The computer center’s director must prevent the looting of valuable computer time by these would-be fitters of many parameters. The task is not a pleasant one, but the legitimate computer users have rights, too… the impasse finally has to be broken by violence—which therefore might as well be used in the very beginning."

I like the book that the excerpt above comes from.2 Given how much I was enjoying the book, I paused for thought when I read the excerpt above. I’ve been ‘guilty’ of fitting 300 parameters by variants of least squares, and machine learning researchers sometimes now fit neural networks with billions of parameters. Are machine learning researchers ‘charlatans’ that should be doing something simpler and less glamorous?

It is tempting to dismiss the rant as an out-dated statement from a time when computers were slow and expensive. We have far more powerful computers than we had in 1970, including in most of our pockets. Solving a single system of 300 equations doesn’t have any significant compute cost worth mentioning. However, as compute power has increased, so has our ambition for glamour. Some machine learning researchers have started to report models that require weeks to fit on clusters of GPUs. Researchers’ compute time is still a significant expense… and use of energy. Whether a large machine learning application is a responsible use of resources can still be a legitimate question.

Even ignoring compute cost, Acton also had valid statistical concerns. We can now process much more data than in 1970, but issues with fitting many parameters still exist. After taking this course you should be able to explain the problems that can result from attempting to fit ‘too many’ parameters, and how to detect and mitigate these problems.

The particular advice, to start with a simple model, and gradually increase its size, is both right and wrong.

A weak student project only tries a large complicated system. A basic requirement of a project is to compare to appropriate baselines, and to test what parts of a system are necessary for it to function. If an application only requires a simple method fit to a small amount of data, why do more? So starting with the smallest system that might work and building it up is often a good strategy.

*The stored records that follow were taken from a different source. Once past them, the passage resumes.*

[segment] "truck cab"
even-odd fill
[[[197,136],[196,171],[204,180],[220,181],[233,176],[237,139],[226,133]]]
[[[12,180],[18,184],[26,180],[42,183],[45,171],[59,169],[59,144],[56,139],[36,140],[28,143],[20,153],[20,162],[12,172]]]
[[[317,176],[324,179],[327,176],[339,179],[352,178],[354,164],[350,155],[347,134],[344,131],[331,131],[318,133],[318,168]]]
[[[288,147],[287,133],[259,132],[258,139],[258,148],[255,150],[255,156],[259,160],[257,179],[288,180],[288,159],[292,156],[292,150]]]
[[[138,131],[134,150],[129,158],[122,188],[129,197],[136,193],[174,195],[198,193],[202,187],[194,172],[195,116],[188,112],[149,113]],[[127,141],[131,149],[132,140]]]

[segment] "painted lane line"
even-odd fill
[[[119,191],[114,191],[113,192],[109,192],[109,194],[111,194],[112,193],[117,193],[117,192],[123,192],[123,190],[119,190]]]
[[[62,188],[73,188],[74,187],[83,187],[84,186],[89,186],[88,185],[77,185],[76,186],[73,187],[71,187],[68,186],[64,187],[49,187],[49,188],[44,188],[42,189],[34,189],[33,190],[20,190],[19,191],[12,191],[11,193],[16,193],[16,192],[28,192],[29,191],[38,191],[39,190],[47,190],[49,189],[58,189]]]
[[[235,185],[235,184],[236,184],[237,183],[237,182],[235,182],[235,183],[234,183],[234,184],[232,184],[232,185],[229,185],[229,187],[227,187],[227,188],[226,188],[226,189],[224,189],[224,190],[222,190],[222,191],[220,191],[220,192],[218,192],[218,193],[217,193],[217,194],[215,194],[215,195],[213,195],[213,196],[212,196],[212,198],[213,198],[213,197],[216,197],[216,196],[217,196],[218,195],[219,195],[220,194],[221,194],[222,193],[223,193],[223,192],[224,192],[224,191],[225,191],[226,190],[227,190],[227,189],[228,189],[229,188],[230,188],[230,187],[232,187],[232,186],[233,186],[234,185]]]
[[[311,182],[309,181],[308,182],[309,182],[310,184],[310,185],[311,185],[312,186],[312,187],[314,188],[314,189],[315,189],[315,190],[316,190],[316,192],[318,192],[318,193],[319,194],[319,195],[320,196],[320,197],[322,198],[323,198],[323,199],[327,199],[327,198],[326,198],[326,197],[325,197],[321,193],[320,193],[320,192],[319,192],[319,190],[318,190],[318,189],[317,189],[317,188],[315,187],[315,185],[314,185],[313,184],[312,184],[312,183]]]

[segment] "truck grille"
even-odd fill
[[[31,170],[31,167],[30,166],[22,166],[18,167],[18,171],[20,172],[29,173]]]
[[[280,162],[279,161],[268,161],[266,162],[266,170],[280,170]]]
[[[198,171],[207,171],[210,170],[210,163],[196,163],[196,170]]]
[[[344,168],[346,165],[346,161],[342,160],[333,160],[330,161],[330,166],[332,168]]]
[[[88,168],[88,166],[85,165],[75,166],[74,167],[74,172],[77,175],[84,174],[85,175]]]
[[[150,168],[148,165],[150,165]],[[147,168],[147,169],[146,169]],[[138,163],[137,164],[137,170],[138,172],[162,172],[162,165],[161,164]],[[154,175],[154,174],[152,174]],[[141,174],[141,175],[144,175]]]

However, the peculiar history of machine learning is that the ‘charlatan’ approach (using far more parameters than seem statistically justified) has worked well. It can be easier to find parameter settings that work well for large machine learning systems than small ones, because there are often more settings of the parameters that will work well. However, some form of “regularization” (covered in later lectures) is required to avoid the numerical and statistical problems that result from having ‘too many’ parameters.

Is this note examinable?

In general, anything covered in the course might be tested on the exam, except where marked “non-examinable” or “for keen students”. However, this general introduction was meant for motivation, and where material is examinable, we will revisit it in future notes. You do not have to know the details of the particular Viola and Jones or Le et al. papers mentioned in this note. Although it is always possible an exam could describe details of such a system, and then ask you to apply your knowledge from the course to discuss it.

Further Reading

The main task for the first week is to check whether you should be taking IAML or this class. See the maths and programming background notes and self test. Then make sure you keep up with the linear regression material that comes next.

However, if you wish to read more now, Chapter 1 of Murphy gives a good overview of machine learning. It’s much more detailed and in depth than my first lecture, and almost all relevant for this course.

For keen students: In addition to the citations given in line, here are some references on internet-scale text classification, such as for spam filtering.


  1. Acknowledgement: the opening example is heavily influenced by Geoff Hinton and Sam Roweis’s teaching.

  2. If you have seen MLPR’s opening material before, you could entertain yourself by finding a copy of the Acton book and trying its opening exercise about a train track. It’s a simple-looking problem that requires a surprising amount of thought and mathematical insight to compute an accurate answer.